France applauds Korea on development aid work
By Philip Iglauer
French Ambassador to Korea Elisabeth Laurin hosted Henri De Raincourt, French minister for Cooperation under the Minister of Foreign and European Affairs Michèle Alliot-Marie at the French Embassy in Seoul on Thursday as De Raincourt wrapped up his two-day visit here to take part in an aid conference.
De Raincourt said the forum’s declaration ― the so-called Busan Partnership for Effective Development Cooperation, highlighted an inclusive development partnership, including not only traditional donor countries like France, but also emerging countries. The three-day forum ended Thursday.
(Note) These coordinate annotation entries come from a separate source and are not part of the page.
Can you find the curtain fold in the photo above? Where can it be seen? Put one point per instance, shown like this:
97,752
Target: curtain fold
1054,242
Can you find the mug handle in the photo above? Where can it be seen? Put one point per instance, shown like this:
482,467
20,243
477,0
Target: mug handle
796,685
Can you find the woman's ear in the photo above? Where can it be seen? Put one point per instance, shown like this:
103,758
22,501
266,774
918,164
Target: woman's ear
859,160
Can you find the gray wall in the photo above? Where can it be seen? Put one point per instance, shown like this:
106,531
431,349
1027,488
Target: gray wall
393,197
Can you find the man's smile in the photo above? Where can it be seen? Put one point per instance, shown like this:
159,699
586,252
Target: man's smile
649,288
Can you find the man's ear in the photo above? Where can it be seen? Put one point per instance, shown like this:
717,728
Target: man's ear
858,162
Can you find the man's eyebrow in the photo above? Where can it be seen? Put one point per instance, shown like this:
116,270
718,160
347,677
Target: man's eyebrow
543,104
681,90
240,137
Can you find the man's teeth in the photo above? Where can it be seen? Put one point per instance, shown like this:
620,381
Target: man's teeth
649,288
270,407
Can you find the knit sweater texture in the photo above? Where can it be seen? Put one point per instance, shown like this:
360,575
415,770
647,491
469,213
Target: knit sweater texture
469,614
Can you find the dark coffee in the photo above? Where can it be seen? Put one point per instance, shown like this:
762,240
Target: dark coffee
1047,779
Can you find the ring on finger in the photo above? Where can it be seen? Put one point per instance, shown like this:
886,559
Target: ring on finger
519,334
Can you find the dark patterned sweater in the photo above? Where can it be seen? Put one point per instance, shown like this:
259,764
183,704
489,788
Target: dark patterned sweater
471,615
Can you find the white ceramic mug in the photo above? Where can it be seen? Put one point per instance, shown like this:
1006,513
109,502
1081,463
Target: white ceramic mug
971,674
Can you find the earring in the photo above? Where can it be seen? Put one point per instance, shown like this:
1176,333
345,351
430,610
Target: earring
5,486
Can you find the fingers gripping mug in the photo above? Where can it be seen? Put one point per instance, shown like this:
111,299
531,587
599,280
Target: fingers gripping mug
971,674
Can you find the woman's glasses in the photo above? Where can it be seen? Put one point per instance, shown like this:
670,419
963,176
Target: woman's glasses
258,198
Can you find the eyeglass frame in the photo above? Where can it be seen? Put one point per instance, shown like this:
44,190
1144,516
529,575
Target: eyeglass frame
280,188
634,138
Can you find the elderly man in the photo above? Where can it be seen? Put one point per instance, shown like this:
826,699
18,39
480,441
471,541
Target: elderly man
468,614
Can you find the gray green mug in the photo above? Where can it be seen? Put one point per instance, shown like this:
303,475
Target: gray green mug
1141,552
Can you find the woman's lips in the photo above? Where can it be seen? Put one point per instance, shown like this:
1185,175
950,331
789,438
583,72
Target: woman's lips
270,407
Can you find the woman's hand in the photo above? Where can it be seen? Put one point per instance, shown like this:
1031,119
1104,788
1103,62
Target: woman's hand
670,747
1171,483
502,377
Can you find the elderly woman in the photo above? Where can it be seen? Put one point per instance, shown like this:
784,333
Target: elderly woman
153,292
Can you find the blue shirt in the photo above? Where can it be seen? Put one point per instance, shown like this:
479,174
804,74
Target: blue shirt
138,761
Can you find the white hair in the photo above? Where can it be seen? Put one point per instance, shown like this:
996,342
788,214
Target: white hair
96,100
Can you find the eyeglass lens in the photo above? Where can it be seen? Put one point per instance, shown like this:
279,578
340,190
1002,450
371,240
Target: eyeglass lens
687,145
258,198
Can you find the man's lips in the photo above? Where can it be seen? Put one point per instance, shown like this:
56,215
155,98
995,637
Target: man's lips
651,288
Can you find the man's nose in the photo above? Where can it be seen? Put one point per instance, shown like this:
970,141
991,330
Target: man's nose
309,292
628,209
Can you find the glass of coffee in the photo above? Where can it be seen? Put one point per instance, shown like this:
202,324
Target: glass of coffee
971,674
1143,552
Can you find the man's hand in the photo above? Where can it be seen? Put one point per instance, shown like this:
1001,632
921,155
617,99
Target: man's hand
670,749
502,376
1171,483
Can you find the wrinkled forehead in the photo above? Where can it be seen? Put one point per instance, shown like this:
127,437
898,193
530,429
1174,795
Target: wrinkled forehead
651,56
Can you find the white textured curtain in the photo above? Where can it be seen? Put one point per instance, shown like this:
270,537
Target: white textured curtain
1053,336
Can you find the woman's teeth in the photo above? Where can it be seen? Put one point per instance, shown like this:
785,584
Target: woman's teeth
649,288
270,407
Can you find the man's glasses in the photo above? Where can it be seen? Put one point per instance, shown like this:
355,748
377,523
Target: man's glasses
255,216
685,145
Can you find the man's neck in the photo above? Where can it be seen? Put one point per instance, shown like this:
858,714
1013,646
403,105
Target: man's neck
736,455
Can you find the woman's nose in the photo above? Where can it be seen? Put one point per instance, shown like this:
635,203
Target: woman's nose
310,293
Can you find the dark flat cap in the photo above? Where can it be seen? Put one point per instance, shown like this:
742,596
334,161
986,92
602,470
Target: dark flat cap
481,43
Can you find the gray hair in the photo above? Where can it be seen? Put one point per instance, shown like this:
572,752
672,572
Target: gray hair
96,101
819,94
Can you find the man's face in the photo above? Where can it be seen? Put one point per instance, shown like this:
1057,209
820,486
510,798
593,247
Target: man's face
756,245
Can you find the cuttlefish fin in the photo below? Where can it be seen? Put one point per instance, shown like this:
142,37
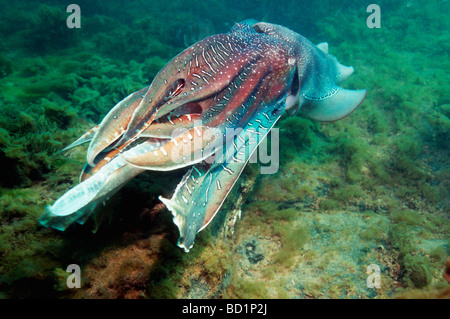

“The Busan Conference follows on the Paris Declaration and Accra and focused on increasing transparency, effectiveness in development aid, as well as coordinating aid with emerging countries,” said De Raincourt to The Korea Times at the reception, referring to the third forum on aid effectiveness held in Accra, Ghana in 2008.
De Raincourt comes from a long political lineage. He is the son of Philippe de Raincourt, senator of the Yonne from 1948 to 1959. He is also a 4th generation-grandson of the Marquis de Sade.
“The conference facilitated a tight coordination of development goals in a global partnership between emerging and traditional donor countries.”
For the first time since the inaugural aid forum was held in Rome in 2003, emerging economies like Brazil, India, China and Mexico took part in and endorsed the Busan declaration aimed at enhancing the effectiveness of global aid and development.
“We saw huge progress made more significant given the tight calendar of meetings directly in line from the G-20 development summit in Washington, D.C. in September, the G-20 Summit in Cannes in November and this Busan conference,” he said.
“Before coming here, I’ve read and knew about Korea’s incredible evolution in a short time and, I am impressed with the work of the Korean government to raise the standard of living and in lifting up democratic society,” said De Raincourt.
Korea joined the Development Assistance Committee (DAC), the ultra exclusive club of 24 OECD donor nations and the European Commission in 2009. Korea, with Japan, is one of two Asian members of the DAC.
“On seeing Seoul and Busan for the first time, I can immediately tell by the state of development, technology and how clean the cities are why Korea is an economic model and an example of a democratic and wealthy nation for East Asia,” he said.
“Korea is a shining example of the promise of development aid,” he said. “We look forward to working with Korea on improving development politics and together participate in making development assistance in Africa more effective, which is a priority for all of us.